Description:
I encounter a duplicate entry on key 1 when replication is running, and this is happening because slaves 'jump' one or two auto_increment values at a time, when they should not.
How to repeat:
I have a table, named ACCOUNTS, with a structure like this :
CREATE TABLE `ACCOUNTS` (
`REFA` int(11) NOT NULL auto_increment,
`DATEEX datetime default NULL,
`REFB int(10) default NULL,
`REFC` int(10) default NULL,
`REFP` int(10) default NULL,
`PROD` varchar(100) NOT NULL default '',
`DATEO` datetime default NULL,
`CODEO` varchar(4) default NULL,
`REFO` varchar(12) default NULL,
`INSERTDATE` timestamp(14) NOT NULL,
PRIMARY KEY (`REFA`),
KEY `REFC` (`REFC`),
KEY `CODEO` (`CODEO`),
KEY `REFO` (`REFO`),
KEY `DATEO` (`DATEO`)
) TYPE=MyISAM;
The master table has more than 235000 records and it is working perfectly fine. I recently altered the table to destroy the primary key and rebuilt it using an ALTER TABLE with an ORDER BY option to order the records using DATEO. So my auto_increment key has no problem and there is no 'hole' or 'jump' between 2 keys.

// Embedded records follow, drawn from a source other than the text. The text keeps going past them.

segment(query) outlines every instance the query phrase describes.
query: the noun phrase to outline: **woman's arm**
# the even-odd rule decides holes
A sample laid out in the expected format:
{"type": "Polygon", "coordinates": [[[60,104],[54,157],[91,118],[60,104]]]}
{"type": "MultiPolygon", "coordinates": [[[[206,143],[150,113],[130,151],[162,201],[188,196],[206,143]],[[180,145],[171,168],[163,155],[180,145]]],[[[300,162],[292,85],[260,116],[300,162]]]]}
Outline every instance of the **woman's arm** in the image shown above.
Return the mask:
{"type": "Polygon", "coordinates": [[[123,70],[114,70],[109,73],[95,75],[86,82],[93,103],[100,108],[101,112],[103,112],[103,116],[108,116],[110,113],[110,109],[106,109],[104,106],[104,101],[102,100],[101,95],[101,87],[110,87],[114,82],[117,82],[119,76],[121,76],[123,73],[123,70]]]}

There is only one way to insert datas in this table, and it's done every 15 minutes by a schedule VBS. This VBS is made on purpose to synchronise different tables, and sort of merge them in ACCOUNTS. This script works like this, and uses manually created temporary tables:
--------
1> I drop, if it exists, my temporary table, tTEMP
2> I create a temporary table, named tTEMP, with one field, indexed, name REFO. The table type is HEAP.
3> I insert into this table all the REFO from table ACCOUNT with CODEO in ('ZORD', 'XORD')
4> I drop, if exists, another temporary table, tTEMP2
5> I create tTEMP2 with a field name REFF, indexed. Table type is HEAP.
6> I fill tTEMP2 with and (INSERT INTO ... SELECT) that takes datas from another table, 'S_F' :
INSERT INTO tTEMP2 (REFF) SELECT DISTINCTROW S_F.REFFACTURE FROM S_F LEFT JOIN tTEMP AS A_C ON S_F.REFF = A_C.REFOPE WHERE S_F.DATEV >= DATE_SUB(CurDate(), INTERVAL 1 MONTH) AND S_F.REFB <> 5 AND S_F.DATEA Is NOT NULL AND (A_C.REFO IS NULL)
It's done like this not to insert into tTEMP2 values that are already in ACCOUNTS.
7> At this point, I have in tTEMP2 the REFF of things I want inserted in my ACCOUNTS table, and I do my final insert :
INSERT INTO ACCOUNTS (....) SELECT (.....) FROM ('a lot of inner joins of several tables datas are coming from').
------
As said above, it's working great on the master server.
Now I have set up 2 replication slaves, on 2 other servers.
- I stopped the master.
- I copied the datas from the master to the slaves
- I restarted the master
- I started the slaves with all the replication options and parameters I want, and it's working fine, until something awful happens.
Something like 2 hours after replication started and was working great, there is, at one time, a problem.
As I said, my VBS script is running every 15 minutes and thus worked about 7 or 8 times before the crash, inserting datas without any problem. But the last one created a 'jump' in the primary key (REFA) on both slaves, at the very same time, with the very same key.
See, on the master, it's like that in the datas :
REFA REFB REFC .....
237088 ABC 123
237087 DEF 456
237086 GHI 789
237085 KLM 012
237084 NOP 345
Where on slaves it's like this :
REFA REFB REFC .....
237089 ABC 123
237088 DEF 456
237086 GHI 789
237084 KLM 012
237083 NOP 345
And then, in the error log on both slaves, I have an error saying :
040715 4:17:46 Slave I/O thread: Failed reading log event, reconnecting to retry, log 'dataserver-bin.044' position 196161
ERROR: 1062 Duplicate entry '237088' for key 1
Strange because it shouldn't happen, and because it's not even the last record in the slave tables...
Please note that no inserts are done in the table but with the VBS, and that SELECT only are made. It's happening only with this table, and at random time after the slave is restarted. Slaves are only used for replication/backup machines, nothing else.
I'm using mySQL 4.0.13 on windows 2K server. Slaves and masters are same version.